好調ソフトバンク先発陣の一角担う大津亮介
今年の交流戦も5カード目に入り、いよいよ佳境を迎えつつある。現在の首位は10勝4敗で楽天、セパの対戦成績でも40勝35敗2分けでパ・リーグが優勢な状況だ。
そのパ・リーグで首位を快走しているのがソフトバンク。チーム打率.261、245得点、37本塁打はいずれもリーグトップと破壊力抜群の打線が目立っているが、チーム防御率も2.10とダントツの数字を叩き出している。
特に先発陣の防御率が昨季3.63だったのが、今季はここまで2.08と1点以上も改善。開幕投手を務めた有原航平をはじめ計8人がここまで先発登板し、3人が防御率1点台、4人が2点台と充実の陣容を誇る。
今季ここまで先発陣の層が厚くなった要因の1つとして考えられるのが、リリーフから先発への転向組の活躍だろう。その1人が大津亮介だ。昨季はリリーフとして46試合に登板し、40.2投球回で2勝0敗、防御率2.43の好成績を残した。だが、今季はここまでの全7登板で先発し、45.2投球回で4勝2敗、防御率1.38と、それを上回る投球を見せている。
一般的にリリーフの方が投げるイニングが短く、初球から全力投球できるため、先発よりも優れた防御率を残しやすい。しかし、今季先発に転向した大津は昨季のリリーフ時よりも防御率を改善してみせている。2年目右腕は今季の先発転向にあたり自身の投球にどんな改良を行ったのだろうか。その要因を探ってみたい。
決め球チェンジアップ有効活用し奪三振増
まずは自身の能力によるところが大きい奪三振と与四球に注目してみると、奪三振の割合を示すK%(奪三振÷打者)は昨季の12.8%から21.9%へ大幅に向上。一方の与四球割合BB%(与四球÷打者)も6.7%から4.7%へと改善していた。先発に転向して数字が落ちるかと思いきや、昨年を上回る成績を残している。

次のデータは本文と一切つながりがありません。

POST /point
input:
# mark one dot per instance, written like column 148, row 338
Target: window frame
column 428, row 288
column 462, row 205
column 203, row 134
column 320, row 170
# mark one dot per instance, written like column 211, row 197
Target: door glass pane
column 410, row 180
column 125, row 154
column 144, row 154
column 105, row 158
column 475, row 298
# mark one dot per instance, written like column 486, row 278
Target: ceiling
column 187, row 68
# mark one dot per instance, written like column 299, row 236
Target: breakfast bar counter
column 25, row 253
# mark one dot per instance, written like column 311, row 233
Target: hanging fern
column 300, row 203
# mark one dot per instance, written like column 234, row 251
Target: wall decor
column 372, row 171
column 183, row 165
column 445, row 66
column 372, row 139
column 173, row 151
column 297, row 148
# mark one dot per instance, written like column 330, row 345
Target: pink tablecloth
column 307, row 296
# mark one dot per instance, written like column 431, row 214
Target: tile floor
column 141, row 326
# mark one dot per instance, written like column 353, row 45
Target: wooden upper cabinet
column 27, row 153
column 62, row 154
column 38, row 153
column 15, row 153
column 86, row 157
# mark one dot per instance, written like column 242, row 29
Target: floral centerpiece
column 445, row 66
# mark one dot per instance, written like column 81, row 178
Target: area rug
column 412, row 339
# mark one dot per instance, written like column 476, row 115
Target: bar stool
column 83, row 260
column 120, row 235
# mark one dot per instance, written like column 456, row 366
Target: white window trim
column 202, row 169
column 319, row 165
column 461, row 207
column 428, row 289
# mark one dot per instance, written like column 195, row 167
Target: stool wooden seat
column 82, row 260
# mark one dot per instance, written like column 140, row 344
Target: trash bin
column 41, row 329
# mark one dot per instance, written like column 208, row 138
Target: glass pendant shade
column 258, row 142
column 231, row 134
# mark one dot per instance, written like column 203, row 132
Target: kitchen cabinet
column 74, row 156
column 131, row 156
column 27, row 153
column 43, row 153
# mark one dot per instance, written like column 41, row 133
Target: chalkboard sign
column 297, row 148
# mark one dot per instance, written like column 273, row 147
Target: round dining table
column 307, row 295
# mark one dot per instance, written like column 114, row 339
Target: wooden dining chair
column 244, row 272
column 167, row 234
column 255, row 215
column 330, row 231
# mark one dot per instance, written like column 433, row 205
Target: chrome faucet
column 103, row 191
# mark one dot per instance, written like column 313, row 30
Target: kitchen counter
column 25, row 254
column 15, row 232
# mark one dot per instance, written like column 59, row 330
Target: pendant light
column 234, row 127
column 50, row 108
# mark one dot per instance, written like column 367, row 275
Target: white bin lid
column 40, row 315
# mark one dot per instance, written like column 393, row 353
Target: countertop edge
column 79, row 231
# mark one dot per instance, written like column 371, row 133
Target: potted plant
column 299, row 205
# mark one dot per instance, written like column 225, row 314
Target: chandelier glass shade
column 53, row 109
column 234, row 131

この投球内容が向上した要因として考えられるのが、球種の投球割合の変化だ。昨季は投球の約半分がストレートだったが、今季はシュートとチェンジアップの割合を増やしており、打者を打ち取るための球種構成が大きく変わった。
特にチェンジアップは昨年時点で空振り率15.4%と決め球として有効な球種だった。今季はその投球割合を大幅に増やしただけでなく、空振り率も23.4%へと向上。これがK%の改善につながっているとみていいだろう。
ゴロ割合もリーグトップの数字をマーク
また、大津は打球性質内訳でも大きな変化を見せている。昨季は被打球に占めるゴロの割合が36.4%だったが、今季は56.1%と大幅増。ここまで40イニング以上投げているパ・リーグの投手(28人)の中でトップの数字をマークしている。
一般的に、ゴロはフライやライナーに比べて長打になりにくいため、失点を抑えるためにはゴロを多く打たせるのが良いとされている。今季の大津は武器であるチェンジアップを有効活用することで三振を増やし、ゴロを多く打たせることに成功。先発転向をきっかけにその潜在能力をさらに開花させている。
今季ここまでエース級の投球を披露している大津。自身の強みが生かせる投球スタイルに変更したことで、昨季から大きな飛躍を遂げた。シーズンを通じてこの投球をキープすることができるのか、引き続き注目していきたい。